Physics of Information / Quantum Information Group at IBM Research Yorktown
We are in the midst of an information revolution, so much so that even lay people know the basic facts about information—how it can be encoded in bits 0 and 1, stored, retrieved, transmitted, and processed using logic gates like AND and NOT. This revolution is based on our ability to treat information in an abstract way, largely independent of its physical embodiment, which may be as diverse as a hole in a punch card, a voltage in a wire, or the magnetization of a speck of iron oxide. The field of Information Physics treats ways in which it nevertheless fruitful to reintegrate physical laws and principles into the science of information. These include:
Thermodynamics: Processing information consumes energy and generates waste heat, and the amount turns out to depend both on hardware and the nature of the logic operations being performed. The founder of our group, the late Rolf Landauer, during his long career at IBM Research, continually emphasized the connection between information processing and physics, and discovered the connection between logical irreversibility and heat generation now known as Landauer's principle.

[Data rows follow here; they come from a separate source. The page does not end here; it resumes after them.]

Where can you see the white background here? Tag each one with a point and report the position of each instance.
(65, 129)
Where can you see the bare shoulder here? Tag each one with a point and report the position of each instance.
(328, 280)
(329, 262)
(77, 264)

Quantum effects: Quantum phenomena like entanglement and interference were neglected in the classical theory of information processing developed by Shannon, Turing, von Neumann and their contemporaries. In retrospect this was a mistake. Including quantum effects, and indeed abstracting them away from any particular physical embodiment, leads to a more coherent and powerful theory of information processing, as well as making possible information-processing feats unachievable with conventional “classical” information, notably quantum cryptography and quantum computational speedups. In place of bits the new quantum information theory has qubits, which are capable of entanglement and superposition, and interact with one another via quantum gates.
Fault-tolerance: Any real physical information processing apparatus, whether man-made or biological, is subject to errors. To make computing systems scalable in the presence of errors, a fault-tolerant architecture is required. This old problem has become acute in the case of quantum computers, where a considerable gap remains to be closed between experimentally available error rates and the thresholds at which fault tolerant architectures would take hold.
Physical Complexity: How can various mathematical notions of complexity, such as time/space complexity, parallel complexity, and algorithmic information, be used to characterize the complexity of physical states, phase transitions, and the behavior of systems at and away from thermal equilibrium. Are there physical systems or dynamics that are uncomputable in the mathematical sense?
Physical Authentication: Can our understanding of the computational complexity be used to authenticate physical objects and evolutions as genuine, rather than forged or simulated?